Faut-il avoir peur du gluten ?

Chaque semaine, notre chroniqueuse Aline Ways, coach holistique en nutrition joue la détective nutritionnelle en passant à la moulinette les aliments pour nous servir réflexions, recettes et bons plans. Cette semaine, focus sur le gluten.

Faut-il avoir peur du gluten ?
©REPORTERS
Aline Ways

Chaque semaine, notre chroniqueuse Aline Ways, coach holistique en nutrition joue la détective nutritionnelle en passant à la moulinette les aliments pour nous servir réflexions, recettes et bons plans. Cette semaine, focus sur le gluten.


Si les produits sans gluten ont pris d’assaut nos étalages, seuls 1% d’entre nous souffriraient de la maladie de cœliaque (l’intolérance absolue au gluten) et 9% d’intolérance. Mais voici que parmi les 90% restants, nombreux sont ceux qui adoptent des régimes sans gluten ou même plus spécifiquement sans blé (la céréale qui contient le plus de gluten) et qui parviennent à perdre du poids, venir à bout de troubles intestinaux comme les ballonnements, la constipation, mais aussi à vaincre le diabète, normaliser les taux de cholestérol, réduire l’inflammation et les douleurs articulaires, et même à augmenter leur concentration et énergie! Pourtant, les études scientifiques sont mitigées et ne soutiennent pas toujours ces propos. Ni le blé ni le gluten y sont incriminés pour les problèmes de poids, malgré le vécu et le témoignage de nombreuses personnes.
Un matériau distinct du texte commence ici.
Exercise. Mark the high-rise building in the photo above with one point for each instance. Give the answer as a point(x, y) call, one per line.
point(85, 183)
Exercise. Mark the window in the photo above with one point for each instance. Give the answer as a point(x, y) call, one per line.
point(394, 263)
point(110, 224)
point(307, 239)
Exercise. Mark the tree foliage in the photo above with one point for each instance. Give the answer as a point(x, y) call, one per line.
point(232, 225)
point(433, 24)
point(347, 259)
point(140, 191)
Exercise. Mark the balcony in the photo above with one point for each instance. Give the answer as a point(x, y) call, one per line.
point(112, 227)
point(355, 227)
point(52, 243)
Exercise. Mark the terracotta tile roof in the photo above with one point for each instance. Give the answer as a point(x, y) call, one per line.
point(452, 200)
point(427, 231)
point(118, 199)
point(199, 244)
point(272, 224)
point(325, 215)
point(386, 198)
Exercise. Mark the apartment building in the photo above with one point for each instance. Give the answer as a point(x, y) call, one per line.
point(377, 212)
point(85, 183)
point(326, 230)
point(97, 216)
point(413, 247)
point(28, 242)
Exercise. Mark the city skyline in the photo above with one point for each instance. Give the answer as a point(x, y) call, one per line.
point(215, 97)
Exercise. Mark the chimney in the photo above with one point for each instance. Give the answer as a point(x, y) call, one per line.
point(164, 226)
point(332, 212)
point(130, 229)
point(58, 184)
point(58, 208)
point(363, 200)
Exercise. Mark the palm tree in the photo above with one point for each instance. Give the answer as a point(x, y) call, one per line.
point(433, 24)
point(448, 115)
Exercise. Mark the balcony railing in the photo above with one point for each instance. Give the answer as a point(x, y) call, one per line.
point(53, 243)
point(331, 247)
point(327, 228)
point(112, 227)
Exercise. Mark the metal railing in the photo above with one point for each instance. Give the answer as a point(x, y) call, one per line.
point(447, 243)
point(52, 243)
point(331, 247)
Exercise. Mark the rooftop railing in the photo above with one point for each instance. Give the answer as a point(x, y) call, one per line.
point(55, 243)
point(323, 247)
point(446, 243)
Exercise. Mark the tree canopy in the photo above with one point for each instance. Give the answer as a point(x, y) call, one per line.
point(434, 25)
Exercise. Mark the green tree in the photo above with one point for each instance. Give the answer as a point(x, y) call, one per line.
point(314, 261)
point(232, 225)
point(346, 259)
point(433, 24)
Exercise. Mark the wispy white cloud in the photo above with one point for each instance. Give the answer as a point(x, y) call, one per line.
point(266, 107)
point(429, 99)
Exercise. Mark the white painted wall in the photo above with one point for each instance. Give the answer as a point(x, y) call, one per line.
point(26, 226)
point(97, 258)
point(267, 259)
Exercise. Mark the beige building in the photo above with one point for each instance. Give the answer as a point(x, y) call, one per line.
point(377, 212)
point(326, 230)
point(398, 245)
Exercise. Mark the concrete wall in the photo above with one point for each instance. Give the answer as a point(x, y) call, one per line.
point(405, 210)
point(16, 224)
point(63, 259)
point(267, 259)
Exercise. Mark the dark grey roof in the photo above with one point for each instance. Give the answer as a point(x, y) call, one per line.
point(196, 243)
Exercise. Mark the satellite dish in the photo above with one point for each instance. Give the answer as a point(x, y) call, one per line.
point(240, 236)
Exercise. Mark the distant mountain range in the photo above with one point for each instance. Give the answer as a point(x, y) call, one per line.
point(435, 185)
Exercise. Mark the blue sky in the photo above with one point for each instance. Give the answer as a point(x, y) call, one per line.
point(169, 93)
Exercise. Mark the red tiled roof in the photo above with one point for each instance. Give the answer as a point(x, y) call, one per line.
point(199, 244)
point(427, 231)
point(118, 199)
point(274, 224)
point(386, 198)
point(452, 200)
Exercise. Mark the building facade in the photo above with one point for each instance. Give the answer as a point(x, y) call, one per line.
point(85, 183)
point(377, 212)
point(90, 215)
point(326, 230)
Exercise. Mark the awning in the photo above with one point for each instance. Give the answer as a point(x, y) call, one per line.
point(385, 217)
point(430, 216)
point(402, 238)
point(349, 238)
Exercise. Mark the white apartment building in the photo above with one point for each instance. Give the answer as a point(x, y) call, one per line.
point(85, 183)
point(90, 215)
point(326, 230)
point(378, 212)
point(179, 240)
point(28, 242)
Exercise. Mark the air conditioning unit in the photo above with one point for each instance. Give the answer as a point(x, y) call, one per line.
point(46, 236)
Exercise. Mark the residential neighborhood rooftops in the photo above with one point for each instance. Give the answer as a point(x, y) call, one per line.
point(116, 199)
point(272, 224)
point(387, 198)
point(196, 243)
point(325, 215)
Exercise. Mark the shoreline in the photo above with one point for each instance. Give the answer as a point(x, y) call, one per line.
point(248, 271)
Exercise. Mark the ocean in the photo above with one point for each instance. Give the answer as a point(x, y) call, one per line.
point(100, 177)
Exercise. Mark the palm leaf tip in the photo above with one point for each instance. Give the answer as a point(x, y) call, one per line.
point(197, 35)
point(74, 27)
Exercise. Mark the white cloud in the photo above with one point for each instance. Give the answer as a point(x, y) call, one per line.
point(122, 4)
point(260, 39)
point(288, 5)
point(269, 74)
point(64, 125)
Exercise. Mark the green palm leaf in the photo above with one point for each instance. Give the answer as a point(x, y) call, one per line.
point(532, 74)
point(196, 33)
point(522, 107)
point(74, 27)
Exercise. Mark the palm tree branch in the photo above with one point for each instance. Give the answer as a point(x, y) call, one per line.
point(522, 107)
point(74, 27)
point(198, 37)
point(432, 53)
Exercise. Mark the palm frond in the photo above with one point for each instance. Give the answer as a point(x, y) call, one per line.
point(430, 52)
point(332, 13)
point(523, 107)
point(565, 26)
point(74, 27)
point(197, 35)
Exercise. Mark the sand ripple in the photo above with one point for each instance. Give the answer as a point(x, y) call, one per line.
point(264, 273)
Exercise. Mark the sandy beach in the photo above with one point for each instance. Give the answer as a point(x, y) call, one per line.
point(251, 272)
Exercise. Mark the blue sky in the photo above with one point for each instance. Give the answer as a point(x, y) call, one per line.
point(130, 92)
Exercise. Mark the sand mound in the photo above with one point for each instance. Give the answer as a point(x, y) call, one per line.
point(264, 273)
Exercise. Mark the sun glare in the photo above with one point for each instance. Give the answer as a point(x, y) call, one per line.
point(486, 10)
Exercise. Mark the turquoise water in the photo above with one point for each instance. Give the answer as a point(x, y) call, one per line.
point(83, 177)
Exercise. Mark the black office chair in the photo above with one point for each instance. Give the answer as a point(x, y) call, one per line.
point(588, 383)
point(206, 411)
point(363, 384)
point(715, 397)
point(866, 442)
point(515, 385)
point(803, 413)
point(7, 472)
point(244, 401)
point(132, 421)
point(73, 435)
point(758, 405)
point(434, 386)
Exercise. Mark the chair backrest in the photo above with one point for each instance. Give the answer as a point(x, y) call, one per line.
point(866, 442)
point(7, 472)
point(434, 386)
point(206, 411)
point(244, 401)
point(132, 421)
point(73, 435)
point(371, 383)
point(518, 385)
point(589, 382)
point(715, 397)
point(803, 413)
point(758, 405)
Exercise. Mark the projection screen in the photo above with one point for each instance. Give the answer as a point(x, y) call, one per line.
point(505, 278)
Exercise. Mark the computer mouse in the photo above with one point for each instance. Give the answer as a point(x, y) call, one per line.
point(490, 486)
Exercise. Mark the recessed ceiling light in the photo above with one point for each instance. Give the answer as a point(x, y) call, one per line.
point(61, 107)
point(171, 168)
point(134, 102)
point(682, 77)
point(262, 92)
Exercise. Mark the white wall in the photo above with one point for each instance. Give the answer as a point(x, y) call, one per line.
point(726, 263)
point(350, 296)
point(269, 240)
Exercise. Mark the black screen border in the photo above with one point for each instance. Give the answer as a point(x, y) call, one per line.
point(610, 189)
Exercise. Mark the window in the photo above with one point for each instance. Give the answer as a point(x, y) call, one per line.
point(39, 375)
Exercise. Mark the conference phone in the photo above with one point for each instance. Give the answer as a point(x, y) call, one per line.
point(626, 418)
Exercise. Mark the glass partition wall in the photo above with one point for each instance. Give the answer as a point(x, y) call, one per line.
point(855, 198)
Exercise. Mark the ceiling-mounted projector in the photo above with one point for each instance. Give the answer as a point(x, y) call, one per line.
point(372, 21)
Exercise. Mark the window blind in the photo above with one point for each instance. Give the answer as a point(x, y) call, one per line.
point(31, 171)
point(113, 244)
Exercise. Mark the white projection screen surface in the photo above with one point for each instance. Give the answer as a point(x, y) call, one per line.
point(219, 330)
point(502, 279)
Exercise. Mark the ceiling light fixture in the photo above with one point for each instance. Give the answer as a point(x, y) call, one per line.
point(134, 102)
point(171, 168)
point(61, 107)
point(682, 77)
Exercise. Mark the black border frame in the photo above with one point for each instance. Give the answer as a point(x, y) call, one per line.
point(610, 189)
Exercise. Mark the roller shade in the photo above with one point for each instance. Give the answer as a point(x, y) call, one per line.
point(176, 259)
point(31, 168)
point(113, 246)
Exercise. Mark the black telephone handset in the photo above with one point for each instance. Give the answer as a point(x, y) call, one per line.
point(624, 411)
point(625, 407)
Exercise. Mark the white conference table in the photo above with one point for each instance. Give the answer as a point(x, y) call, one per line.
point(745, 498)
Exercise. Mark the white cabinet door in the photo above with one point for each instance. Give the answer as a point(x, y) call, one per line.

Alors qu’est-il arrivé au pain quotidien de nos ancêtres? Devons-nous aussi l’éviter même si l’on fait partie des 90% ? Il faut savoir que le blé est particulièrement enrichi en gluten pour que le pain soit plus moelleux. En outre, les généticiens des années septante, afin d’augmenter les rendements pour faire face à une population grandissante, ont modifié une de ses protéines, la gliadine, et en ont involontairement fait un puissant stimulant de l’appétit!

Faut-il donc l’éliminer? Comment savoir si l’on a une sensibilité au blé (le stade avant l’intolérance)?

Pourquoi ne pas faire votre propre étude empirique: éliminez le blé pendant15 jours et voyez si vous vous sentez mieux. Ensuite, réintroduisez-le et observez si des symptômes reviennent.

Mais attention ! Car s’il est vrai que la farine de blé raffinée est un ingrédient de base dans de nombreux aliments industriels à faible valeur nutritive, les remplacer par leurs équivalents sans gluten ne vous fera pas perdre du poids ni améliorer votre santé. Même s’ils donnent l’impression d’être sains et bénéfiques, la plupart d’entre eux sont tout aussi industriels, peu nutritifs, et contiennent souvent des graisses et des sucres ajoutés pour en rehausser le goût et la texture!

En revanche, si vous éliminez les aliments contenant ces farines blanches raffinées comme le pain, les pâtes, les gâteaux, les biscuits et les plats préparés et que vous les remplacez par plus de légumes, de fruits, d’aliments non transformés, entiers, des légumineuses (lentilles, pois chiches, haricots), des féculents sains: patate douce, quinoa, sarrasin, et surtout que vous privilégiez le fait-maison, (coïncidence, tout cela est sans gluten) alors vous allez augmenter l’apport nutritionnel tout en réduisant l’apport calorique. Ainsi, vous risquez fort de vous en porter mieux!